Машина остановилась, и наши ящики начали небрежно перекладывать на каталки. Лязг стоял жуткий. У меня сложилось впечатление, что снаружи уже развернулись бои. Конечно же, впечатление было надуманным, просто я отвыкла от шума, и немного устала в полете.
Теперь мне особенно нужно постараться не выдать себя. По идее, я должна была беспробудно проспать еще несколько часов. Демонстрировать глубокую отключку оказалось куда сложнее, чем я думала. Когда подняли крышку, свет ударил по глазам. Я едва не поморщилась, но сдержалась. Я не знала, как себя вести, и решила дождаться, пока меня кто-нибудь не разбудит.

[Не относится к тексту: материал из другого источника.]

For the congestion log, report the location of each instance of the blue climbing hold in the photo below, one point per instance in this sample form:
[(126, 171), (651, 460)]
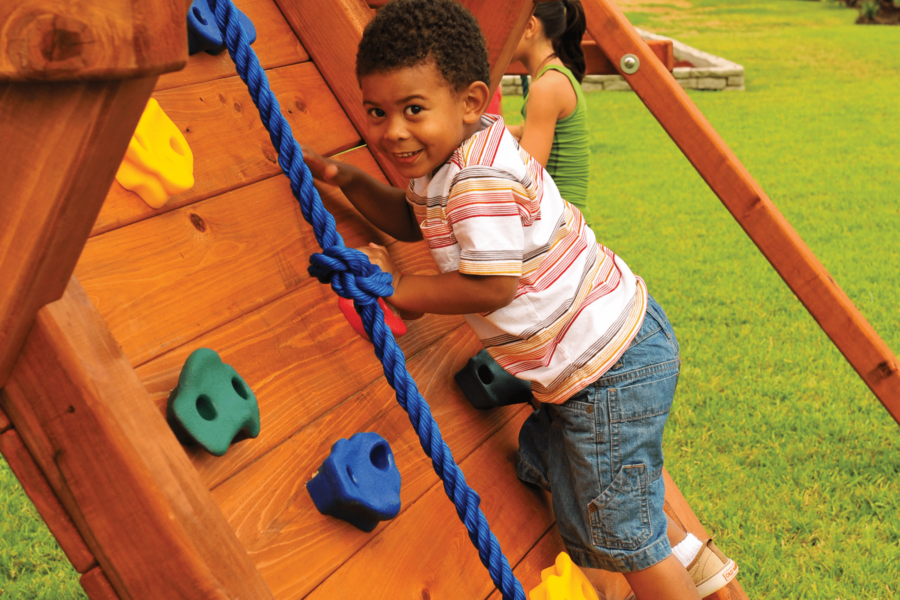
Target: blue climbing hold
[(204, 34), (358, 482), (487, 385)]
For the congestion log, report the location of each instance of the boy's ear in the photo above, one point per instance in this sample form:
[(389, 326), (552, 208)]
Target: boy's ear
[(476, 98)]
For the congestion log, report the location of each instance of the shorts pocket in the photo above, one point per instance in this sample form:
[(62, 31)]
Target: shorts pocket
[(620, 516)]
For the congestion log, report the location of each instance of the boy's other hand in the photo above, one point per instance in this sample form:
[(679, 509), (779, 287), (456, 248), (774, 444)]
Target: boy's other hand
[(324, 169), (379, 255)]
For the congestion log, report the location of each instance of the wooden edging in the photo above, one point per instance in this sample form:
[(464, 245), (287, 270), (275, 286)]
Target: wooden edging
[(115, 465), (749, 205)]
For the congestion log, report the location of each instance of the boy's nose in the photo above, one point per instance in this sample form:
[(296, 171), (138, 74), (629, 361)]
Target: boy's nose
[(396, 131)]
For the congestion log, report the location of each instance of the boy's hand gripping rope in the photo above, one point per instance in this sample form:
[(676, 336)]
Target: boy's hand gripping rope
[(352, 276)]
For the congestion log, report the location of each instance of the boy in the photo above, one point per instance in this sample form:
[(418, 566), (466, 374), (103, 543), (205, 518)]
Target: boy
[(549, 303)]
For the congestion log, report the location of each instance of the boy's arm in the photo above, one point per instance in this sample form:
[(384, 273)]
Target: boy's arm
[(451, 293), (384, 206)]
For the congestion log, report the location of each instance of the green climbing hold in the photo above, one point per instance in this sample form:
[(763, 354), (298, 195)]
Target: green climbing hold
[(211, 403)]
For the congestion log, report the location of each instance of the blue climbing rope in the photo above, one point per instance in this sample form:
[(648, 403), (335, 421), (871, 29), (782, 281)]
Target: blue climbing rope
[(352, 276)]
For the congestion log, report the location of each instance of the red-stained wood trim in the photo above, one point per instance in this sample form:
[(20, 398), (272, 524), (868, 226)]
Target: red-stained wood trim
[(60, 146), (4, 422), (116, 466), (754, 211), (45, 501), (97, 586), (69, 40)]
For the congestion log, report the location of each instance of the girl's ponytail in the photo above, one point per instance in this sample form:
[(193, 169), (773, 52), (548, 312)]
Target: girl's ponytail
[(564, 24)]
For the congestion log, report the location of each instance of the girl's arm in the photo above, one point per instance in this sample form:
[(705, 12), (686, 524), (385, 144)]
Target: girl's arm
[(383, 205), (550, 98)]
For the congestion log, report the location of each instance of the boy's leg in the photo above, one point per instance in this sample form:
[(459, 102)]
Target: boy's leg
[(666, 580)]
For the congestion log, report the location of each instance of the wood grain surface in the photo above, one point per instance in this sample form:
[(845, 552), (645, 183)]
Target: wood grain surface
[(293, 545), (275, 46), (301, 359), (162, 282), (116, 466), (430, 553), (230, 145)]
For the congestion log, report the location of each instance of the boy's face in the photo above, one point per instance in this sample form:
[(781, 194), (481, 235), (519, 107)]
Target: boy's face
[(416, 118)]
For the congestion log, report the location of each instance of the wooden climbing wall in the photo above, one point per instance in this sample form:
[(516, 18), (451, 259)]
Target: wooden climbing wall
[(223, 266)]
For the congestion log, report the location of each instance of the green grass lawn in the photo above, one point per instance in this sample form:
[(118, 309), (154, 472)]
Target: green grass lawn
[(780, 448)]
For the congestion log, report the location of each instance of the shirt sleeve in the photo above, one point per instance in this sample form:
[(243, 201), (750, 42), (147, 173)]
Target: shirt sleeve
[(485, 215)]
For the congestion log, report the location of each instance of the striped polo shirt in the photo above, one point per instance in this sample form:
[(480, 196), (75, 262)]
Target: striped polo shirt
[(493, 210)]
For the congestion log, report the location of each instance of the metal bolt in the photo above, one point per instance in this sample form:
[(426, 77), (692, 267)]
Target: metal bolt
[(630, 64)]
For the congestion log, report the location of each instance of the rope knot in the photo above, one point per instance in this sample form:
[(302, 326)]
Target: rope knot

Ко мне долго никто не проявлял интереса. Я не знала, одна я здесь находилась, или поблизости были и остальные мои попутчики. Я воспринимала все на слух. Я слышала, как разгружали оружие, как его перевозили на грузовых лифтах куда-то вниз. Вверх – не могли потому, как наверху были пустые помещения, по которым гулял сквозняк. Скорее всего, там находились офисы, конторы или магазины, но, судя по всему, людей уже или еще не было, кроме, возможно, охраны. Снизу же доносилось гулкое эхо. У меня сложилось явственная картина подземного города. Я не удивилась, если б так оно и оказалось. Зная Ирину, и ее опаску быть разоблаченной, она столько ульев настроила, что по подземным лабиринтам можно всю Москву обойти.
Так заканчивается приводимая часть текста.